■ Die Anderen: Die "Welt" kritisiert Schröders Amtsführung / Die "Bild"-Zeitung nimmt Lafontaine in Schutz / Die "Frankfurter Rundschau" kommentiert den Zwist zwischen Bund und Ländern / Das "Neue Deutschland" erhofft eine neue rot-grüne Tür
Die „Welt“ kritisiert Schröders Amtsführung: Da bemüht sich Schröder gerade um die Entschärfung des Steuerkonflikts mit den SPD-Ministerpräsidenten, und schon gibt es einen neuen Koalitionskrach mit den Grünen. Je Liter Benzin 20 Pfennig mehr – das ist ein Weihnachtsgeschenk der Grünen, wie es sich die Deutschen wünschen. Dabei nähert sich die Amtsführung des Kanzlers bedenklich der Form einer Echternacher Springprozession an. Hier geht er zwei Schritte vor, da springt er einen zurück. Zwischendurch gibt es das sympathische Eingeständnis von Fehlern. Damit muß Schluß sein. Um regieren zu können, benötigt Schröder Strukturen der Machtausübung, Koordinatoren und Gremien.
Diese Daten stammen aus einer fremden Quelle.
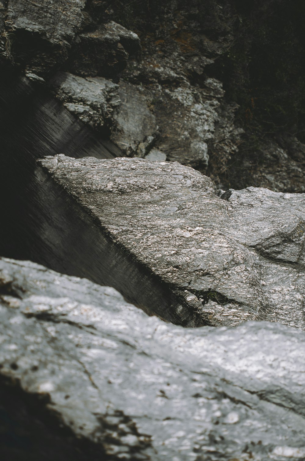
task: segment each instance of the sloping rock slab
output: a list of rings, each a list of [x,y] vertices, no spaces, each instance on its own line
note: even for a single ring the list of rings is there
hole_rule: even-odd
[[[2,459],[305,456],[303,332],[183,329],[29,262],[0,260],[0,288]]]
[[[249,188],[223,200],[209,178],[177,163],[39,161],[201,325],[268,319],[305,328],[304,194]]]

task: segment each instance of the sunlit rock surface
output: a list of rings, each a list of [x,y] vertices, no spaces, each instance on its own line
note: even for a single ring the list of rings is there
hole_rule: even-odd
[[[0,260],[0,287],[3,459],[59,447],[82,461],[305,455],[303,331],[183,329],[28,262]],[[22,411],[7,404],[20,396]]]
[[[248,188],[220,197],[209,178],[177,163],[64,155],[38,163],[38,196],[59,184],[100,235],[196,316],[185,325],[256,319],[305,328],[304,194]],[[55,230],[47,245],[56,248],[56,239]],[[168,309],[155,313],[166,319]]]

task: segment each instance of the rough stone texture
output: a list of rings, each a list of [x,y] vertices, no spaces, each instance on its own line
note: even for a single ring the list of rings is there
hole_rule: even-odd
[[[147,160],[159,160],[160,161],[164,161],[166,160],[166,156],[164,152],[162,152],[158,149],[153,148],[149,153],[145,156],[145,158]]]
[[[209,178],[178,163],[39,162],[204,322],[305,329],[304,194],[249,188],[220,198]]]
[[[85,0],[8,0],[6,27],[18,64],[43,74],[66,59],[81,27]]]
[[[161,27],[154,41],[150,35],[143,38],[143,59],[130,60],[122,77],[141,83],[146,89],[160,127],[156,147],[168,160],[204,171],[211,148],[222,156],[224,163],[237,151],[240,132],[234,125],[237,107],[224,101],[222,84],[216,79],[206,78],[200,87],[190,82],[202,78],[213,60],[202,53],[202,34],[194,22],[187,20],[178,27],[175,20],[172,24],[167,20],[164,27],[170,30],[165,32]],[[230,39],[228,36],[227,41],[218,44],[214,57]]]
[[[305,145],[295,137],[279,135],[262,142],[252,155],[242,154],[229,173],[232,187],[251,184],[276,192],[305,192]]]
[[[5,18],[6,8],[4,1],[0,0],[0,58],[6,54],[6,45],[7,38],[5,30],[4,20]]]
[[[94,461],[304,459],[303,332],[267,322],[183,329],[83,279],[4,259],[0,270],[4,388],[41,396],[36,410],[46,407],[53,426],[100,447]],[[12,411],[2,410],[2,429],[18,440]],[[54,443],[49,430],[48,460],[73,443],[64,433]],[[4,459],[39,459],[39,444],[8,440]]]
[[[81,34],[67,65],[78,75],[112,78],[125,68],[129,54],[140,49],[136,34],[111,21]]]
[[[121,104],[113,113],[111,139],[128,156],[143,157],[153,143],[158,126],[141,87],[120,83]]]
[[[49,84],[68,110],[93,128],[109,124],[120,102],[118,86],[101,77],[83,78],[58,72]]]

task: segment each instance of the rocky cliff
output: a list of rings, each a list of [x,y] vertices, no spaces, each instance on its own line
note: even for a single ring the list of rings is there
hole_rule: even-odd
[[[1,459],[305,459],[305,18],[0,0]]]

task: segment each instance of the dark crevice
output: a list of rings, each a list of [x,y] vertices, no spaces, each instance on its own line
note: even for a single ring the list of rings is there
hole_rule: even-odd
[[[6,461],[115,459],[106,457],[102,445],[76,437],[59,414],[49,409],[50,404],[47,395],[26,392],[18,380],[0,377],[0,459]]]

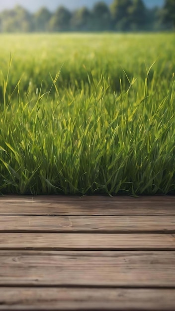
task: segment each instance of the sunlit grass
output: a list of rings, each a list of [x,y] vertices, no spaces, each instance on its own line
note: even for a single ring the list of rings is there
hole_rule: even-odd
[[[3,38],[1,193],[175,192],[173,35]]]

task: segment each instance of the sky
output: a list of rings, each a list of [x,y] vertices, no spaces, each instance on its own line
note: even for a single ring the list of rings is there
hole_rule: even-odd
[[[46,6],[53,11],[61,5],[63,5],[70,10],[86,6],[91,7],[95,2],[99,0],[0,0],[0,11],[5,8],[11,8],[19,4],[31,12],[35,12],[42,6]],[[113,0],[103,0],[110,4]],[[164,0],[144,0],[146,5],[149,7],[155,5],[161,6]]]

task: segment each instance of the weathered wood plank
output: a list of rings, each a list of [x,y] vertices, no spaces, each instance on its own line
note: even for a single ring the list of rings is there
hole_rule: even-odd
[[[0,232],[175,233],[175,216],[1,216]]]
[[[175,196],[4,196],[0,215],[173,215]]]
[[[175,289],[175,251],[0,251],[0,285]]]
[[[174,289],[0,288],[0,310],[174,311]]]
[[[0,233],[0,249],[175,250],[175,234]]]

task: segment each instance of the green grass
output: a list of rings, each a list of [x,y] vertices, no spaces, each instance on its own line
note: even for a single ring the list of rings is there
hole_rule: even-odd
[[[1,193],[175,193],[175,43],[1,34]]]

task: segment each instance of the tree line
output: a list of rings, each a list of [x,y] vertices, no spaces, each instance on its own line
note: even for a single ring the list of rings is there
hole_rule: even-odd
[[[97,2],[90,10],[84,6],[71,11],[61,6],[51,12],[43,7],[31,13],[17,5],[0,13],[1,32],[158,31],[175,27],[175,0],[165,0],[163,7],[152,9],[143,0],[114,0],[110,6]]]

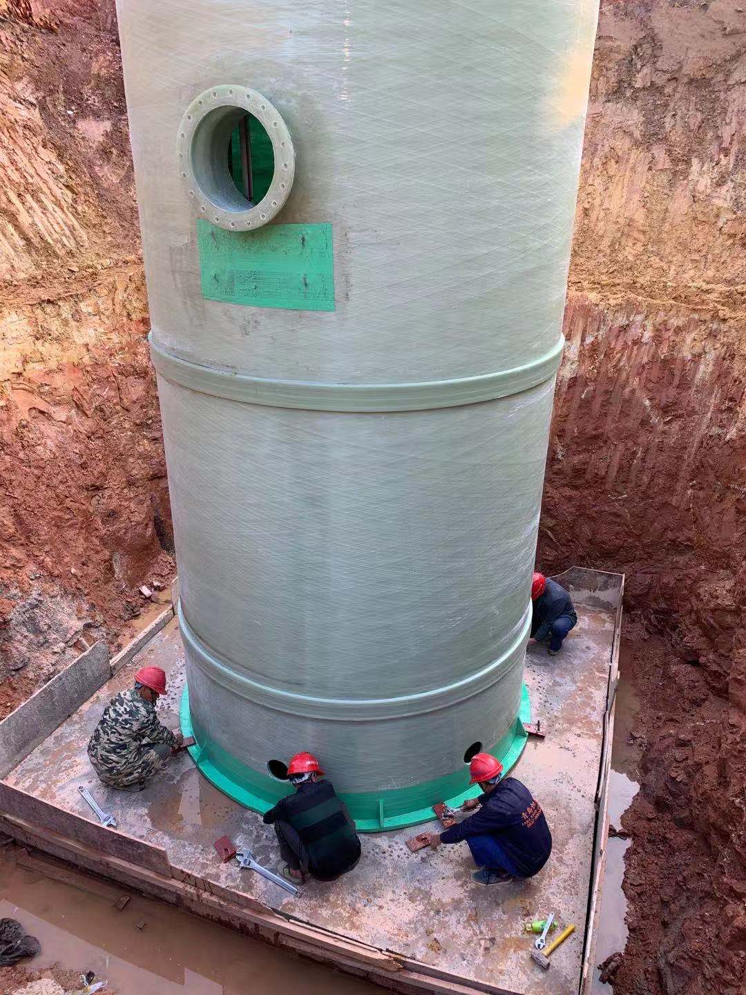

Die „Bild“-Zeitung nimmt Lafontaine in Schutz: Man muß Oskar Lafontaine nicht lieben. Das kann man getrost Christa Müller überlassen. Wenn der Saarländer, was er in letzter Zeit zu oft tat, sich national vordrängelt und international vorlaut ist, verdient er Kritik, aber keinen Haß. Wenn das britische Massenblatt Sun ihn zum „gefährlichsten Mann Europas“ machen möchte, dann war Nebel an der Themse oder Whisky in der Tinte. Um ihn vollends zum Schurken zu machen, haben sie ihm zwei Zähne aus seinem Lächelfoto retuschiert. Fair? Fun? Der kleine große Vorsitzende ist eine Machtmaschine. Aber ein Euro- Napoleon ist er nicht und auch nicht Kaiser Wilhelm von der Saar.
Die „Frankfurter Rundschau“ kommentiert den Zwist zwischen Bund und Ländern: Beim Geld hört bekanntlich die Gemütlichkeit auf. Was sich im Bund- Länder-Verteilungsstreit über die Lastenübernahme der Einnahmeausfälle aus der Steuerreform und der Neuregelung der 620-Marks-Jobs abspielt, läuft schon auf die höchste Steigerungsform der Parteifreundschaft hinaus: erbitterte Feindschaft. Das war schon in der Regierungszeit Kohl nicht viel anders, als sich die Unionsländer im Kampf ums Geld gegen „ihren“ CSU-Bundesfinanzminister Theo Waigel hinter der Mehrheit der SPD-geführten Länder verstecken konnten. Aus jener Zeit stammt die Gewohnheit, daß der Bund meist den kürzeren zieht.
Das „Neue Deutschland“ erhofft eine neue rot-grüne Türkeipolitik: Deutschland hat sich in mißlicher Lage zunächst eine Atempause verschafft. In dieser dünnen Luft werden merklich Unterschiede im Herangehen der neuen Bundesregierung im Vergleich zur alten sichtbar. Der Verzicht auf Auslieferung Öcalans ist dafür genauso Indiz wie die Ankündigung, man wolle mit Ankara über eine Beendigung des Krieges in Kurdistan sprechen. Das ist neu! Öcalan ist ein Produkt des Kurdistan-Konflikts, nicht sein Vater. Der jahrelangen Schizophrenie Bonns, Waffen für den Krieg gegen die Kurden zu liefern und sich anschließend über kurdische Flüchtlinge zu wundern, könnte jetzt ein Ende gesetzt werden.